Category Archives: replications

If it’s easy to replicate, it might still not be true

A lot of recent studies has shown that psychology has a replicability problem. When you try to replicate a study using the original materials, there is a good chance that you will obtain different results. More often than not, the effect sizes in the replication will be smaller and nonsignificant. As if this was not enough, there is another, even more insidious problem that has not been given much attention. Even when a study replicates successfully, it does not mean that the results actually support the general effect they are supposed to demonstrate. The issue has been raised before; however, it does not seem that people take the warnings seriously. One possible reason is that people do not appreciate how serious the problem is unless they see it demonstrated in practice. Our study, which just came out in Psychological Science, will hopefully help by convincingly demonstrating how using only a fixed set of stimuli might lead to misleading research findings.
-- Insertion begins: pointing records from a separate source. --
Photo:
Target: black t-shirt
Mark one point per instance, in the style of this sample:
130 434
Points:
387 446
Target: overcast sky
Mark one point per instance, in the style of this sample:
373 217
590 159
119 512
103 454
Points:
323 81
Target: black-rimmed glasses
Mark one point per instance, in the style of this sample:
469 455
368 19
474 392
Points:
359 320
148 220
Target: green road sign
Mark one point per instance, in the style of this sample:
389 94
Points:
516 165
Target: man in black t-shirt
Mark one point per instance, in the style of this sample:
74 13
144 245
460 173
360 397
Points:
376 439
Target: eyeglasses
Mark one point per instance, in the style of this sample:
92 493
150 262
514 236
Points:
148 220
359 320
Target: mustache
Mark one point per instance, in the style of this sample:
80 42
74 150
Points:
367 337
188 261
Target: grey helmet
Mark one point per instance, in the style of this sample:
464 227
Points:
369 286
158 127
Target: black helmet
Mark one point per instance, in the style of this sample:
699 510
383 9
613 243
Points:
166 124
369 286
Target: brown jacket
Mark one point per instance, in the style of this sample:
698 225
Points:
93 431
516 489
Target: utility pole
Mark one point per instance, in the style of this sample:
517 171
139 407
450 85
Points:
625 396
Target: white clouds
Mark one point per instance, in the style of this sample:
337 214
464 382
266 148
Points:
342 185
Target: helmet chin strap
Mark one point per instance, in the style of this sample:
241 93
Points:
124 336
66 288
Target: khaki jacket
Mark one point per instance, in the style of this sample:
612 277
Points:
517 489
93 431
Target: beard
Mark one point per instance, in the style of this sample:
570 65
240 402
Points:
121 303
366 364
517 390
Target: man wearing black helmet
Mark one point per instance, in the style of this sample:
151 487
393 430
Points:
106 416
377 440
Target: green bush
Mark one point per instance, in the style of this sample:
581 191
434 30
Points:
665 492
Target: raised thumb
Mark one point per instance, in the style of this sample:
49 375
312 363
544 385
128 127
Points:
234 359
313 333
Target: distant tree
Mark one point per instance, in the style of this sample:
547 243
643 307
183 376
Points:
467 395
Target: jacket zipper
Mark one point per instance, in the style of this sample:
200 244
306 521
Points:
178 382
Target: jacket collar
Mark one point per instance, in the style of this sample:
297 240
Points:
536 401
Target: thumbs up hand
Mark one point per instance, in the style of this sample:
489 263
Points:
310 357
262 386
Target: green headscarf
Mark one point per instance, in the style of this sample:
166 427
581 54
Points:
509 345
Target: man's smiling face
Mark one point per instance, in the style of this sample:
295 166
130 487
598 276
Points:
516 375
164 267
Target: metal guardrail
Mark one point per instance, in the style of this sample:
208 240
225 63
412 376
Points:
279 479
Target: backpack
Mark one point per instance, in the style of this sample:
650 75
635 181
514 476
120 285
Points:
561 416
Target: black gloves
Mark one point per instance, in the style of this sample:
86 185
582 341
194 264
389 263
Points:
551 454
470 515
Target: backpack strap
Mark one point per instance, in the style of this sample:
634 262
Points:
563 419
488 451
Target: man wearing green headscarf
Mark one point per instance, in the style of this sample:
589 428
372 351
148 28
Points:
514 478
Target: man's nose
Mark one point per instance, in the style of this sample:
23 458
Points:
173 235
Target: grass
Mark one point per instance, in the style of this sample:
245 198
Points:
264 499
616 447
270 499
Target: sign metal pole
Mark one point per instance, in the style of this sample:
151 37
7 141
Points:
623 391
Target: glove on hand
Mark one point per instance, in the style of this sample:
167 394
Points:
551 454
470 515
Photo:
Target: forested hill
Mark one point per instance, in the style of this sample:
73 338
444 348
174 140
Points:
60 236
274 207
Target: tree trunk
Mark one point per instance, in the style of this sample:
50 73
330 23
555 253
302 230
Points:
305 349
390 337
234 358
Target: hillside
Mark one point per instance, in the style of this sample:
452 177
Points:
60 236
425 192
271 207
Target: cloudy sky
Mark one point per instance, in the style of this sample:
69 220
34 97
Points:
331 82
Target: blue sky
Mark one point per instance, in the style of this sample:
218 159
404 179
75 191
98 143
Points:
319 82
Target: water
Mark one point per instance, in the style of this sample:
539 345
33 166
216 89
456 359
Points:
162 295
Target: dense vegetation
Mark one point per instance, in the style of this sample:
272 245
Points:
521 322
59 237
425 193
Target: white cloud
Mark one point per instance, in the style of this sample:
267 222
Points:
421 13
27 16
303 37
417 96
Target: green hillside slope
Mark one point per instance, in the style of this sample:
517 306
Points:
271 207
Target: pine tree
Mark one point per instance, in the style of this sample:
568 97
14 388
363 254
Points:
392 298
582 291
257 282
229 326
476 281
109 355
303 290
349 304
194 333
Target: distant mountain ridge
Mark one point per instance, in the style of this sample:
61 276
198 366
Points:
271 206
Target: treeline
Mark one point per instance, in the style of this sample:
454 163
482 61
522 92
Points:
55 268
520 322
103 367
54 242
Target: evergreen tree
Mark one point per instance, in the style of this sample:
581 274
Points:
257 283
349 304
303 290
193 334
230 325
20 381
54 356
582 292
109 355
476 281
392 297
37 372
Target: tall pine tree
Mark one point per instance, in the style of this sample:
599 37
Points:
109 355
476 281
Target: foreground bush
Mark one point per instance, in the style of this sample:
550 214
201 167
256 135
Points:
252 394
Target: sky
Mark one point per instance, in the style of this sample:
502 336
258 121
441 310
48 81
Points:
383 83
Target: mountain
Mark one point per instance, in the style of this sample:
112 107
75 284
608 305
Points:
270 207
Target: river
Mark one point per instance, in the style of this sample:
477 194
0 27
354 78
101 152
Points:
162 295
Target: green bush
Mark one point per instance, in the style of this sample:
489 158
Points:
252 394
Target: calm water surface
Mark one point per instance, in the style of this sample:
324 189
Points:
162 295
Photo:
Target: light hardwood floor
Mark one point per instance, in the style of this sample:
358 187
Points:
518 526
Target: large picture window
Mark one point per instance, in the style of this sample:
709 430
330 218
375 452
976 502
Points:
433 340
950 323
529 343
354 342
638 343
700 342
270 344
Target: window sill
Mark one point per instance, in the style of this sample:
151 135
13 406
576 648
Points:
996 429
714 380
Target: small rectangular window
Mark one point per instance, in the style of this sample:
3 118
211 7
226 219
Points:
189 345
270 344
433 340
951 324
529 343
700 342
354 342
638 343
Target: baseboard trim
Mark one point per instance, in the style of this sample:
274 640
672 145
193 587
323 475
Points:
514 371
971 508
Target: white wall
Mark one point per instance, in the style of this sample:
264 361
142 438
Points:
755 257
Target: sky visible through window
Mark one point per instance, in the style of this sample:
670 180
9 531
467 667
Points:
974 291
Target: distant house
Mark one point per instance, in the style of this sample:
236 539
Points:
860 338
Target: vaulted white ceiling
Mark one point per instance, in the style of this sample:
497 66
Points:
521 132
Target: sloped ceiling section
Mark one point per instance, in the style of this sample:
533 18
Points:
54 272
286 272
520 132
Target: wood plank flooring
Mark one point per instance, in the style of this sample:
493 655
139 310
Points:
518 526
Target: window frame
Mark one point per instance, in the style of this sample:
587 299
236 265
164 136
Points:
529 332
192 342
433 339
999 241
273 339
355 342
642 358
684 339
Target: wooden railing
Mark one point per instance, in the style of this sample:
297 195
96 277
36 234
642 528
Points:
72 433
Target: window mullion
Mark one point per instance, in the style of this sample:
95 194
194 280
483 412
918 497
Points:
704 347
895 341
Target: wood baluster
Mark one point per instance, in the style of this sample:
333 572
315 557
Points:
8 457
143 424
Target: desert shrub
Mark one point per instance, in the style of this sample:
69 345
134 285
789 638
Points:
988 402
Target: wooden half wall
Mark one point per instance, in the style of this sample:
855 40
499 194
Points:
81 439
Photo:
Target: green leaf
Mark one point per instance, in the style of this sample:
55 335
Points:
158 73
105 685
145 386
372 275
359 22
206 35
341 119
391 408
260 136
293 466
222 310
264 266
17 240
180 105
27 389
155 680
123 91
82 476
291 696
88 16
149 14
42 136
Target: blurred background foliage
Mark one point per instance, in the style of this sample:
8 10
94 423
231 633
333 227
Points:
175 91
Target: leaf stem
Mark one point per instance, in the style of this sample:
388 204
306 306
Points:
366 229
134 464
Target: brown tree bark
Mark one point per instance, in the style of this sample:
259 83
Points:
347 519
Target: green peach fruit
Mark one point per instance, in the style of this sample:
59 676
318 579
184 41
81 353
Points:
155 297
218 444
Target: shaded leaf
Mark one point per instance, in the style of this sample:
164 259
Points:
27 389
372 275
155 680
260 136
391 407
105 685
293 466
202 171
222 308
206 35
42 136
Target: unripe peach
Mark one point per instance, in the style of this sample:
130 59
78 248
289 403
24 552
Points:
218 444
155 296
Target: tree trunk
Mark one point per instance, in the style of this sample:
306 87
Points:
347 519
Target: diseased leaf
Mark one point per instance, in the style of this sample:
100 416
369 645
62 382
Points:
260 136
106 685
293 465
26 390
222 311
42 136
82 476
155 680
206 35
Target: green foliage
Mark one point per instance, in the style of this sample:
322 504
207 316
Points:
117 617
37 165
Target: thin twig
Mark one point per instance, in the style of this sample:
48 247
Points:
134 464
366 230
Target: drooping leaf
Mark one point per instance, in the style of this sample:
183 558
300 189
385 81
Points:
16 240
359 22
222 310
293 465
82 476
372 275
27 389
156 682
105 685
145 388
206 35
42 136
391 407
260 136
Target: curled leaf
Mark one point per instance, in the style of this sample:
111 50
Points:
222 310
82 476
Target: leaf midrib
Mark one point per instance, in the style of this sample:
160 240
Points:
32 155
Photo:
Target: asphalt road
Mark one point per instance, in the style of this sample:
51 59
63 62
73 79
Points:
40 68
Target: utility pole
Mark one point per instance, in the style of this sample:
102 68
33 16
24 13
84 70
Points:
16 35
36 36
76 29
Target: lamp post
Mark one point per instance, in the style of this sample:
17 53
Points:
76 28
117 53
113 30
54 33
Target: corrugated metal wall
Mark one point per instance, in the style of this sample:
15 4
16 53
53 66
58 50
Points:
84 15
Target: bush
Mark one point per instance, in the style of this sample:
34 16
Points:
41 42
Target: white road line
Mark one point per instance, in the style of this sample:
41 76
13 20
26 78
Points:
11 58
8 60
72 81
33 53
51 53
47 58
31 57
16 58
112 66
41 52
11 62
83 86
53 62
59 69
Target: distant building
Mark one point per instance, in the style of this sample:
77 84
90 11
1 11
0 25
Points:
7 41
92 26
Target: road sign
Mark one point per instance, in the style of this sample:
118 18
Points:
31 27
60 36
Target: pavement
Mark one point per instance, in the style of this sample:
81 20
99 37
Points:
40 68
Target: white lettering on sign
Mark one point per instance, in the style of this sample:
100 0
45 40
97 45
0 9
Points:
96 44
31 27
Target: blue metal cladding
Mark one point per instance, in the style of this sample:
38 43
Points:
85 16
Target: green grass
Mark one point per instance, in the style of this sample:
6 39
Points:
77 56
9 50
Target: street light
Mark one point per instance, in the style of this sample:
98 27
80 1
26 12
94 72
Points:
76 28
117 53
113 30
A study by Hyunjin Song and Norbert Schwarz showed that people judge food additives with hard-to-pronounce names as more risky than additives with relatively easy-to-pronounce names. The study was published in 2009 in Psychological Science and has been cited 201 times according to Google Scholar. Song and Schwarz asked their participants to imagine that they are reading names of food additives on a food label and then to evaluate dangerousness of the additives based on their names. In our study, we initially tried to build on their findings and test a possible moderator of the effect; however, after a few hundreds participants and four studies with mixed results, it seemed that the effects we observed strongly depended on the specific stimuli that were used.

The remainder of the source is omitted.